High-sensitive electrochemical oxygen gas sensor with zero power consumption based on Pt/CMK-3-COOH modified ionic liquid as composite electrolyte

Abstract

The modification of ionic liquid electrolytes is of particular importance for the development of high-performance electrochemical oxygen sensors with zero power consumption but still quite challenging. Herein, we designed and synthesized an electrochemical oxygen sensor based on the modified Pt/CMK-3-COOH-[EMIM][OAc] ionic liquid as composite electrolyte, where the -COOH functional group was introduced by acidifying CMK to provide hydrogen protons, and then Pt nanoparticles with different contents were loaded to improve the activity of the sensor towards O₂ gas as well as the conductivity of ionic liquid.
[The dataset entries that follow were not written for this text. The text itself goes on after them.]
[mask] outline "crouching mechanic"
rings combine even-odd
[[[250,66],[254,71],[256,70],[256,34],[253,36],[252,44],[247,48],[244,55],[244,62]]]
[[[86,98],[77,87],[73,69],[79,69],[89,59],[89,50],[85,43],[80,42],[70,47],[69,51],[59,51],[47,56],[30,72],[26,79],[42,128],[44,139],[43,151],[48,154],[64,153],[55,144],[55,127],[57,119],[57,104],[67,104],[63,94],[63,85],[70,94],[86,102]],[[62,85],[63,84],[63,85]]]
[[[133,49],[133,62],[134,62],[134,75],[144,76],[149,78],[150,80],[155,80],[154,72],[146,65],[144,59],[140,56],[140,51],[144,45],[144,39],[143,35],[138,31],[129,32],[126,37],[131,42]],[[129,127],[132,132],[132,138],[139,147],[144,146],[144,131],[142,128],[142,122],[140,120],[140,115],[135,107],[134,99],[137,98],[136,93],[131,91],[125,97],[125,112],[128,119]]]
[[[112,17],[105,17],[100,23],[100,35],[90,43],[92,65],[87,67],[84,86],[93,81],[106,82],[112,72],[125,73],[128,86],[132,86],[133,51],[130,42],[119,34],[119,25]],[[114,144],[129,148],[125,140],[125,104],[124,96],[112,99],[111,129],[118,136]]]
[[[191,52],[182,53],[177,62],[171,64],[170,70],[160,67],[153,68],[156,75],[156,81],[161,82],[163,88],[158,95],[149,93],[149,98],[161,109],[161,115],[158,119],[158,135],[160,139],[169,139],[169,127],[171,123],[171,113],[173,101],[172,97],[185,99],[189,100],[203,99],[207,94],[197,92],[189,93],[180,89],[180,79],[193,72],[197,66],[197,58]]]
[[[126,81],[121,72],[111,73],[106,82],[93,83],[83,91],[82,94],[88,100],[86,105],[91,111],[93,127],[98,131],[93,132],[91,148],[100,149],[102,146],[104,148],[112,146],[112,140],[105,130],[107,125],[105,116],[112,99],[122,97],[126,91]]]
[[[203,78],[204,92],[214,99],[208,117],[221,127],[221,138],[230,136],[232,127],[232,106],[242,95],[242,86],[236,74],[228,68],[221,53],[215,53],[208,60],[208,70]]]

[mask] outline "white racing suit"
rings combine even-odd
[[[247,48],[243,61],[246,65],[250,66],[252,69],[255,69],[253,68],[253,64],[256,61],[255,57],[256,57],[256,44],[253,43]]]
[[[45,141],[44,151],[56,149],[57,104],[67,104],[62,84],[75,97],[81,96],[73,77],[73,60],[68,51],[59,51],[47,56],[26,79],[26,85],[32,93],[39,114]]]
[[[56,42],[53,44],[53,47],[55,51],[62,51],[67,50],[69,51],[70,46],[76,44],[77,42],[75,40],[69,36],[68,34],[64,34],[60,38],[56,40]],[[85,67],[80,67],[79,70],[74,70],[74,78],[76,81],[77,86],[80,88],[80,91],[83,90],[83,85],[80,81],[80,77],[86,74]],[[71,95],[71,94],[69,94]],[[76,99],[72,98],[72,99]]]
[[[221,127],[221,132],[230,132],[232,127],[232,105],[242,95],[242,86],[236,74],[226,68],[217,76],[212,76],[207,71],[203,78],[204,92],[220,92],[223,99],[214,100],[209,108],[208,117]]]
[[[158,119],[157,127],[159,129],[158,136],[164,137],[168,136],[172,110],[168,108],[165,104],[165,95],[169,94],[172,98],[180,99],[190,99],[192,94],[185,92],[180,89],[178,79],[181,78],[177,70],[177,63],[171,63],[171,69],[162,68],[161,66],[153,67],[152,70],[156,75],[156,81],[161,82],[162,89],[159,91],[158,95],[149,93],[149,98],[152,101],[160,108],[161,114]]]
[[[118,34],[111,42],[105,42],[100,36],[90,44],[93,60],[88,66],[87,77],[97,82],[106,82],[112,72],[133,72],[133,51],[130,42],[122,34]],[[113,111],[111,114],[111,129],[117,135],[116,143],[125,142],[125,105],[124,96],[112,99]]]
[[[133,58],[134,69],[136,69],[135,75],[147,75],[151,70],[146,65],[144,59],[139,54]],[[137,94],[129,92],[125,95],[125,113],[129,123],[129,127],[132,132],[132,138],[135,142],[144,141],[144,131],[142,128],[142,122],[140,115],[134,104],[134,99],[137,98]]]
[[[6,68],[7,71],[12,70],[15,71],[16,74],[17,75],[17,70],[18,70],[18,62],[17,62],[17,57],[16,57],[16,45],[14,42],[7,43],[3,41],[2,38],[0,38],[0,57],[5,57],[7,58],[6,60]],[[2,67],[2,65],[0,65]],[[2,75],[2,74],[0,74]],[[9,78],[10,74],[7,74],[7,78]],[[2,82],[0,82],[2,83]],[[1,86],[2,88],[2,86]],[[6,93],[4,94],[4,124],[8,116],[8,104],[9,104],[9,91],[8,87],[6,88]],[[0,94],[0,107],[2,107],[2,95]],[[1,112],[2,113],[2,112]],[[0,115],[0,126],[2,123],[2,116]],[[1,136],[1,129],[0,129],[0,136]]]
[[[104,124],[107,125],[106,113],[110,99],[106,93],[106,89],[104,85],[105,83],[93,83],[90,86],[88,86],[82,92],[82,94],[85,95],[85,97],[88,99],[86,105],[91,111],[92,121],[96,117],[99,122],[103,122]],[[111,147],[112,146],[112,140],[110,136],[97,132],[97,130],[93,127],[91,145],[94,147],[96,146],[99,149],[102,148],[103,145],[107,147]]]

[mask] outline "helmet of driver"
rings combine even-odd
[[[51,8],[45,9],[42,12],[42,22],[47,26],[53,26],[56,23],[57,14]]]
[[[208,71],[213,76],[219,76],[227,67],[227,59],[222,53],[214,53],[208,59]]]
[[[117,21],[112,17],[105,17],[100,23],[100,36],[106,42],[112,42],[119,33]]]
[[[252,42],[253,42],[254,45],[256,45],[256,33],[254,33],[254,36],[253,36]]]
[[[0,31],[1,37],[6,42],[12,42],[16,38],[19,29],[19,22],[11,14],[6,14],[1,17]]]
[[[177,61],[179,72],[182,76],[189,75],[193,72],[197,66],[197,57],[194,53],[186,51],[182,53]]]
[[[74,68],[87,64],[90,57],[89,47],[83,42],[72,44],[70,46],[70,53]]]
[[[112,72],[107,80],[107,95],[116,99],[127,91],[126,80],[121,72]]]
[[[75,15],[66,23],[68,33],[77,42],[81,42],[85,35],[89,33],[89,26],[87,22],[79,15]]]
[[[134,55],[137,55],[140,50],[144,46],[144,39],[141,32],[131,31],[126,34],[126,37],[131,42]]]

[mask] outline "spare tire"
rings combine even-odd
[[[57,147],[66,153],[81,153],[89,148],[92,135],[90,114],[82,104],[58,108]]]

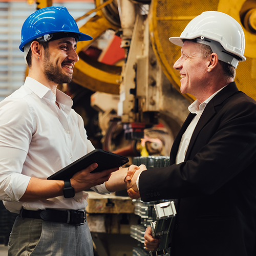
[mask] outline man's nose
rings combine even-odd
[[[79,58],[78,55],[74,49],[70,50],[70,52],[69,54],[69,59],[72,59],[76,62],[79,60]]]
[[[182,63],[181,60],[181,56],[180,57],[174,65],[174,69],[179,70],[182,67]]]

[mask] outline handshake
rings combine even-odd
[[[140,197],[137,181],[141,172],[145,170],[146,170],[146,168],[144,164],[141,164],[139,166],[132,164],[127,169],[124,183],[128,195],[133,199],[138,199]]]

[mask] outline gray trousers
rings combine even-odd
[[[10,235],[8,256],[93,256],[92,237],[83,225],[17,217]]]

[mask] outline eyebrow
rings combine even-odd
[[[68,45],[73,46],[73,43],[72,43],[70,41],[69,41],[68,40],[60,41],[60,42],[58,42],[58,45],[61,45],[62,44],[67,44]],[[74,46],[74,47],[76,48],[76,45],[77,44],[76,43],[76,44]]]

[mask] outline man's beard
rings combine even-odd
[[[72,80],[73,75],[69,75],[63,74],[57,65],[54,66],[52,62],[50,62],[50,53],[47,49],[45,49],[45,53],[44,72],[47,79],[56,84],[71,82]]]

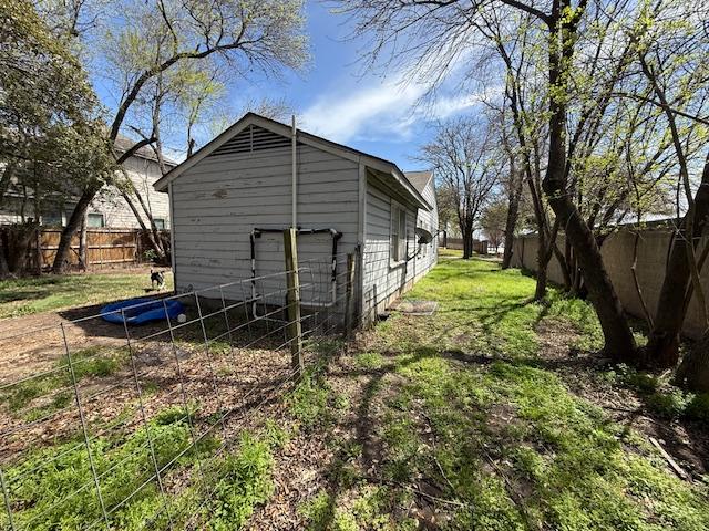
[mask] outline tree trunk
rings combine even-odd
[[[145,221],[143,221],[143,218],[141,217],[141,212],[138,212],[137,208],[135,207],[135,205],[133,204],[131,197],[127,195],[127,192],[123,192],[123,199],[125,199],[125,202],[129,205],[129,207],[131,208],[131,210],[133,211],[133,215],[135,216],[135,219],[137,220],[138,225],[141,226],[141,229],[145,232],[145,235],[147,236],[147,240],[151,244],[151,248],[157,253],[157,258],[160,261],[164,261],[166,258],[165,254],[165,250],[162,246],[162,240],[160,239],[160,233],[157,232],[157,227],[155,227],[155,221],[153,221],[153,218],[150,217],[150,215],[147,216],[148,219],[151,220],[151,228],[148,229],[145,226]]]
[[[562,2],[566,3],[566,2]],[[559,9],[558,6],[556,9]],[[564,21],[565,13],[554,12],[556,24],[549,37],[548,84],[552,90],[568,83],[565,75],[573,56],[575,28],[573,21]],[[568,24],[568,25],[567,25]],[[578,259],[588,295],[594,304],[605,339],[605,352],[617,362],[638,363],[638,352],[620,300],[610,283],[596,244],[594,233],[582,218],[566,190],[566,100],[565,95],[551,98],[549,103],[549,152],[546,175],[542,188],[557,220],[565,228]]]
[[[42,274],[42,229],[37,226],[34,231],[34,267],[37,268],[37,274]]]
[[[4,256],[4,231],[0,227],[0,278],[4,278],[10,274],[10,268],[8,267],[8,259]]]
[[[473,256],[473,235],[464,231],[463,237],[463,258],[467,259]]]
[[[693,232],[697,238],[692,244],[696,249],[699,236],[707,228],[707,217],[709,216],[709,162],[705,164],[701,185],[695,194],[693,212],[685,215],[678,233],[670,242],[667,270],[657,302],[654,326],[646,347],[648,363],[658,368],[674,367],[679,360],[679,334],[687,314],[685,294],[690,284],[686,230],[687,216],[690,214],[693,214]]]
[[[71,239],[79,230],[81,226],[81,220],[86,217],[86,211],[89,210],[89,205],[99,192],[95,188],[86,188],[84,192],[79,198],[74,210],[71,212],[71,217],[69,218],[69,222],[64,230],[62,230],[62,236],[59,239],[59,246],[56,248],[56,256],[54,257],[54,263],[52,264],[53,273],[63,273],[66,270],[66,266],[69,264],[69,251],[71,251]]]
[[[546,236],[544,232],[540,232],[537,236],[537,246],[536,246],[536,288],[534,290],[534,300],[541,301],[546,295],[546,284],[547,284],[547,266],[548,260],[546,260]]]
[[[79,232],[79,266],[82,270],[89,269],[89,259],[86,250],[86,216],[81,220],[81,231]]]
[[[502,256],[502,269],[507,269],[512,263],[514,230],[517,226],[517,218],[520,216],[520,197],[522,196],[522,184],[523,178],[522,175],[520,175],[520,177],[514,180],[514,189],[510,194],[510,202],[507,205],[507,219],[505,220],[505,248]]]
[[[709,392],[709,334],[705,334],[685,354],[675,383],[696,393]]]
[[[461,236],[463,237],[463,258],[467,259],[473,256],[473,223],[464,222],[461,227]]]
[[[546,178],[545,178],[546,180]],[[548,183],[548,181],[547,181]],[[553,183],[553,181],[552,181]],[[564,220],[605,337],[605,351],[618,362],[637,363],[637,348],[620,300],[610,282],[593,232],[582,219],[576,206],[564,195],[555,194],[547,184],[547,197],[556,216]]]

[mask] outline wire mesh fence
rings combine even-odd
[[[308,260],[122,308],[122,324],[91,315],[0,337],[0,529],[209,527],[225,462],[299,373],[294,342],[307,364],[343,331],[354,263]],[[183,313],[130,324],[155,301]]]

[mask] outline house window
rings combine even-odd
[[[407,210],[395,204],[391,204],[391,244],[390,257],[392,262],[402,262],[407,259]]]
[[[105,227],[105,220],[103,218],[103,214],[89,214],[86,216],[86,227],[90,227],[92,229],[100,229],[102,227]]]

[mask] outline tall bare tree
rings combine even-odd
[[[463,258],[473,254],[475,223],[499,183],[502,164],[494,147],[490,124],[471,117],[439,123],[433,140],[421,147],[420,160],[433,167],[439,186],[453,196]]]

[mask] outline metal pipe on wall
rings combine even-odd
[[[290,137],[290,158],[291,158],[291,171],[292,171],[292,183],[291,183],[291,201],[292,201],[292,207],[291,207],[291,214],[292,214],[292,219],[290,221],[290,227],[292,227],[294,229],[298,228],[298,164],[297,164],[297,155],[298,155],[298,149],[297,149],[297,129],[296,129],[296,115],[294,114],[291,116],[292,118],[292,129],[291,129],[291,137]]]

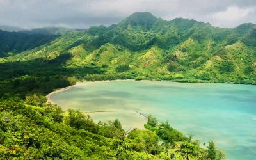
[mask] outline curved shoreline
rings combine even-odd
[[[46,99],[47,99],[47,102],[50,102],[51,104],[55,104],[52,100],[51,100],[51,97],[56,93],[69,90],[74,87],[81,86],[87,86],[93,83],[104,83],[104,82],[117,82],[117,81],[135,81],[134,79],[117,79],[117,80],[106,80],[106,81],[82,81],[78,82],[75,85],[67,86],[63,88],[57,89],[56,90],[51,92],[48,95],[46,95]]]

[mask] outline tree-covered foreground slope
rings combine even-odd
[[[6,44],[0,45],[4,49],[0,51],[3,159],[220,159],[223,154],[213,141],[200,145],[168,122],[149,116],[147,130],[124,136],[118,120],[97,123],[78,111],[63,113],[47,104],[45,95],[77,78],[255,84],[252,24],[221,29],[184,19],[166,21],[145,12],[109,27],[58,36],[36,34],[54,37],[42,44],[37,36],[19,38],[36,35],[18,33],[3,32],[5,39],[0,39]]]
[[[201,147],[173,129],[148,117],[149,130],[129,134],[118,120],[95,124],[89,115],[45,104],[42,97],[0,102],[1,159],[221,159],[210,141]],[[37,104],[37,106],[34,105]],[[127,136],[124,135],[127,134]],[[164,140],[159,144],[159,137]]]
[[[33,68],[30,74],[61,70],[91,80],[124,74],[138,79],[255,84],[256,25],[220,28],[138,12],[116,25],[67,32],[0,63],[2,68]],[[101,76],[91,77],[92,68]]]

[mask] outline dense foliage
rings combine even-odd
[[[256,84],[255,25],[221,29],[135,13],[86,31],[0,31],[0,157],[4,159],[221,159],[152,115],[147,130],[95,122],[45,96],[77,80]],[[58,35],[58,36],[57,36]]]
[[[49,28],[27,35],[4,32],[1,46],[9,47],[0,51],[6,53],[0,58],[4,75],[0,79],[58,74],[90,81],[128,78],[255,84],[255,31],[253,24],[223,29],[181,18],[166,21],[148,12],[137,12],[117,25],[86,31]],[[61,36],[41,43],[45,42],[42,37],[56,37],[58,32]],[[19,50],[25,44],[19,44],[18,35],[33,37],[37,33],[53,35],[40,35],[40,41],[23,40],[28,47]]]

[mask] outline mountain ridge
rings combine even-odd
[[[68,32],[49,45],[1,58],[0,63],[39,58],[52,66],[49,61],[58,59],[61,65],[56,63],[56,68],[93,66],[104,75],[126,74],[132,79],[255,84],[255,26],[220,28],[136,12],[118,24]],[[68,56],[60,62],[61,55]],[[129,69],[119,72],[124,66]],[[79,74],[86,76],[83,72]]]

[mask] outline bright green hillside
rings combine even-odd
[[[255,84],[255,35],[253,24],[223,29],[138,12],[117,25],[68,32],[50,44],[0,61],[28,65],[40,60],[45,67],[93,67],[105,75],[125,72],[129,78]],[[129,67],[118,69],[124,66]],[[83,77],[87,74],[79,72]]]
[[[200,145],[168,122],[149,116],[148,130],[124,137],[118,120],[64,113],[45,95],[77,78],[256,84],[253,24],[223,29],[138,12],[84,31],[0,31],[0,42],[1,159],[221,159],[212,141]]]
Such composite ionic liquid sensor exhibits excellent O₂ detection ability with high sensitivity (0.58 μA/[%O₂]), high stability, wide detection range (0.4-10%), and zero-power consumption, along with the detection limit as low as 0.4%. Furthermore, it has humidity-independent gas-sensing characteristic. Moreover, density functional theory (DFT) calculations combined with experimental results were applied to deeply unveil the improved O₂ sensing mechanism. Compared with CMK, the introduction of Pt/CMK-3-COOH material increases the conductivity of the ionic liquid, decreases the adsorption energy of the sensor for O₂ and hydrogen protons, promotes the oxygen reduction reaction, and simulates the transfer of effective charge, thereby significantly improving O₂ sensing. This work provides a high-performance ionic liquid oxygen sensor, showing potential application in zero-power consumption and low concentration O₂ detection.